まず、宮古湾全体のあるべき防災計画ついては冒頭で述べたように「今回の津波がもたらした浸水や物理的被害を基準にして、湾全体で、将来の、地区ごとの被害調整を行う事である」。つまり特定の地区に片寄らない被害調整とは、平等に津波浸水を受入れる事である。そのための港湾の実用施設の手直し強化、建物の津波対応仕様の開発・建設、植生を活用した海岸丘の建設、防潮堤を低くする工夫、場所によっては高くする工夫。等のハード面の議論である。もっと正しく言うと、ハード面の議論の議論という事である。(県庁官僚の発言など)詳しくは他日に譲るが、同時代人として恥ずかしい時代錯誤のひどい話がテーマになる。
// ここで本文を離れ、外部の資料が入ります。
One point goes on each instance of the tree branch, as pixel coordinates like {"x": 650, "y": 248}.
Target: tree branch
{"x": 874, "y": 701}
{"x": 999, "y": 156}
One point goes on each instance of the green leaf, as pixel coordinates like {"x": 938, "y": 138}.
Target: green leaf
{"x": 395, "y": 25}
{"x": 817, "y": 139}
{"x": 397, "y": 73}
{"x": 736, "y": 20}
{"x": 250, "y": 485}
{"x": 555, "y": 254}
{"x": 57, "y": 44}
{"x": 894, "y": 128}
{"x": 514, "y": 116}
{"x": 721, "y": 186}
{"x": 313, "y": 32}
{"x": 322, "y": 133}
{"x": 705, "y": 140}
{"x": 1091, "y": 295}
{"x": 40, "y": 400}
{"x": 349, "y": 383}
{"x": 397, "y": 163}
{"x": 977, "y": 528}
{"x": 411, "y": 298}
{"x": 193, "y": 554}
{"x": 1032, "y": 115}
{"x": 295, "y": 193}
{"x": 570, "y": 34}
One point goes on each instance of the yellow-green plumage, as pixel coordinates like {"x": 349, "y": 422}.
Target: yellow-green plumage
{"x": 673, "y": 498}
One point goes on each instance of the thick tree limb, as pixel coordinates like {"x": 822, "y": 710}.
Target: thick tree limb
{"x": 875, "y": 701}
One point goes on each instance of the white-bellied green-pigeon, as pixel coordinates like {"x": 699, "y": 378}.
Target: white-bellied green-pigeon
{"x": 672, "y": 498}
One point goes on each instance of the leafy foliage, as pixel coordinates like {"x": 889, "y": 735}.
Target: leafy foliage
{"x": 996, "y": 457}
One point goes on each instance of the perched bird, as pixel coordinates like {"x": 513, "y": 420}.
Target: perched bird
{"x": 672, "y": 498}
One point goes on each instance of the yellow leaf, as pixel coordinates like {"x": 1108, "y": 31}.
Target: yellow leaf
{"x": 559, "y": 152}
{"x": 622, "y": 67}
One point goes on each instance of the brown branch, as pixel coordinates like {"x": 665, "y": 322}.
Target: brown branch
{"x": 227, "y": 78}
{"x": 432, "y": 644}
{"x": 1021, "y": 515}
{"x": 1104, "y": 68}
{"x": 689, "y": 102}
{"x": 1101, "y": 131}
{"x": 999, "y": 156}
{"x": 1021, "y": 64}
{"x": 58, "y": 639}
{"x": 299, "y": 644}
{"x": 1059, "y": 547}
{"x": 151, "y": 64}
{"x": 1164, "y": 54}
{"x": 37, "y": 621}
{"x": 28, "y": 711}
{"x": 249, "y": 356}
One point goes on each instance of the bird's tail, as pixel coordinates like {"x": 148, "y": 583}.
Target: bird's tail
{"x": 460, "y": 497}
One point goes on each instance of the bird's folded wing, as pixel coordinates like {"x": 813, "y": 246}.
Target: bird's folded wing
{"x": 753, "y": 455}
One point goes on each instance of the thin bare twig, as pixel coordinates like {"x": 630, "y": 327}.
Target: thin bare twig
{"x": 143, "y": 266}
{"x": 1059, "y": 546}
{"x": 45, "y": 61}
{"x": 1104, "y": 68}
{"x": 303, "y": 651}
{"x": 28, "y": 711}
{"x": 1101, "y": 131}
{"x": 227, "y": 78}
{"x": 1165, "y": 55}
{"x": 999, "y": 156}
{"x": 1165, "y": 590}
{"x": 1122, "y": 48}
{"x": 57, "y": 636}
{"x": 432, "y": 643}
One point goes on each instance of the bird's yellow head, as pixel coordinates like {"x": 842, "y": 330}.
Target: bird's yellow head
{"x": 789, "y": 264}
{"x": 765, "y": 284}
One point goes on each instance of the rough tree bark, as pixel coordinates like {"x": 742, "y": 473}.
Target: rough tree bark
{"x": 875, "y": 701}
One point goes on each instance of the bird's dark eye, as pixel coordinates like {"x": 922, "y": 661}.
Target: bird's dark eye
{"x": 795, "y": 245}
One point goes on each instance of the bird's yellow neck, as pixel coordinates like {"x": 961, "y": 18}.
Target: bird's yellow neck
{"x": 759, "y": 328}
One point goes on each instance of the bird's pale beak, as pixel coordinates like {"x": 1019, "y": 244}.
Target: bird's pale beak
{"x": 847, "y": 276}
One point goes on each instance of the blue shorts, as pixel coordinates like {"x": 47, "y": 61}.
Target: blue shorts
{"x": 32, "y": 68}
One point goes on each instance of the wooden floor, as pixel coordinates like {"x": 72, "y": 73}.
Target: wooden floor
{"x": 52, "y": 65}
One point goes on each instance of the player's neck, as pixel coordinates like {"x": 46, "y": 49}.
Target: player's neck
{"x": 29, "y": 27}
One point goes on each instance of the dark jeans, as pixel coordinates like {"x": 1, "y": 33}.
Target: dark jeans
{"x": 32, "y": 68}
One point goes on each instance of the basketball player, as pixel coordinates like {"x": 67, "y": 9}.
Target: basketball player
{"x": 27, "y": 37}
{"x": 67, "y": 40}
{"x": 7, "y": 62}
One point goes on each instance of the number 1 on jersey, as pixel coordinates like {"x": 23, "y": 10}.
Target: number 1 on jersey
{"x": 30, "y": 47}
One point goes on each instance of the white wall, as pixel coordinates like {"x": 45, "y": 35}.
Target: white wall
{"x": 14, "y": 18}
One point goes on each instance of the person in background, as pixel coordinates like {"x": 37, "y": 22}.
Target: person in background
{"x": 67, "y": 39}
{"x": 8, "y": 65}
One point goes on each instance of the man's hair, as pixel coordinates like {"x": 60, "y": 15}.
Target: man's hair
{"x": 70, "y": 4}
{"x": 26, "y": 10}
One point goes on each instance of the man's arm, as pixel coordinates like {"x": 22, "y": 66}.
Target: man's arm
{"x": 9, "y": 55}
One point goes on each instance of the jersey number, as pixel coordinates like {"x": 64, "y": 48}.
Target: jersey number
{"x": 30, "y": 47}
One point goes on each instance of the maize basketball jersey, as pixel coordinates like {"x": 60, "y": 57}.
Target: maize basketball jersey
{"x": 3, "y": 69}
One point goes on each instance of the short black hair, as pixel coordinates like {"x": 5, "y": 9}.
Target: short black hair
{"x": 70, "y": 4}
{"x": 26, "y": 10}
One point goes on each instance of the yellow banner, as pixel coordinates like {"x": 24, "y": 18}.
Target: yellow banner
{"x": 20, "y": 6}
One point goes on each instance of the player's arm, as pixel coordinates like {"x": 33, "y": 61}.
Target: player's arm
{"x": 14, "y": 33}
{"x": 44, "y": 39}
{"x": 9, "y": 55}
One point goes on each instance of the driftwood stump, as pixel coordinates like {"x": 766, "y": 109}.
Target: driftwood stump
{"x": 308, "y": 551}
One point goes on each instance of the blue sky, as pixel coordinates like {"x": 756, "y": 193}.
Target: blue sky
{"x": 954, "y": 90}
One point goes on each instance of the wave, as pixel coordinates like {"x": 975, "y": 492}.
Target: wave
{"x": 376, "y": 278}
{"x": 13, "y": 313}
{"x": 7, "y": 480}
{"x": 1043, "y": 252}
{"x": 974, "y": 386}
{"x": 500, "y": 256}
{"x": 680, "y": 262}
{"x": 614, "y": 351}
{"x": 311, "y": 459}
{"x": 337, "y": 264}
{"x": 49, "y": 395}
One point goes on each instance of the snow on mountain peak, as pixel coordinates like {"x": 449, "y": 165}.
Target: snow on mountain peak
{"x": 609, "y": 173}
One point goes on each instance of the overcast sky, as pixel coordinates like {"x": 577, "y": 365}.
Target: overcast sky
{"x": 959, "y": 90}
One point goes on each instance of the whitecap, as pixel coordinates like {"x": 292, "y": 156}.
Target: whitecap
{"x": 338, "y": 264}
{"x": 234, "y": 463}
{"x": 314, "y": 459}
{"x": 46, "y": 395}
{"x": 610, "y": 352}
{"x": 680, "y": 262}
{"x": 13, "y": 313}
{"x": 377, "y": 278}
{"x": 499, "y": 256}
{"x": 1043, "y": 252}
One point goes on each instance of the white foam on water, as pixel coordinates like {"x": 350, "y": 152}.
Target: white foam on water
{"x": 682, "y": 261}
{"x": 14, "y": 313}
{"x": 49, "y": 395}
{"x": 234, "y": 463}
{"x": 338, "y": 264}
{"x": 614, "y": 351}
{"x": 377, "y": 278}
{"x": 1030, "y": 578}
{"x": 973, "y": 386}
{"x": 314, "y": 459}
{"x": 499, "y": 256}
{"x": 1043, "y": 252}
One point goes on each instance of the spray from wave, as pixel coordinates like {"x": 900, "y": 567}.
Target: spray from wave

ハード面で一番大事な事は津波を阻止したり、直接防いだりする考え方をやめて、いわば柔軟に津波の破壊のエネルギーを殺(そ)ぎ、そらして、無害とは言わないまでも、凶暴な破壊力から津波を死んだ水かさに変える工夫である。そのためには、力学上からと、水量の問題から、どうしても閉伊川と津軽石川の活用を避けては通れない。二つの河川以外にも、津波の威力削減には遊水池等水量コントロールの施設の建設が必要になるが、かぎられた施設であり効果自体は小さい。
二つの河川をそれぞれ機軸とした遡上水域に圧倒的水量のプールを建設する事は、実用上、また力学的合理性からも反対意見がある事自体がおかしい。
宮古湾問題、あるいは防災のハード問題の範囲に入るかどうかは分からないが天然自然の問題と海浜景観の問題も深刻に残っている。その観点からも防潮堤はどこから見ても建設するべきではない。必要悪として、最小限にとどめる努力、工夫がまたれる。岩手県庁の宮古湾擁壁囲みこみ計画では、密閉されて津波の逃げ場がなく、予期せぬとか想定外の、ではなく明らかに人災といえる宮古湾沿岸地帯のくり返しくり返しの破壊が進む。その事を言いたい。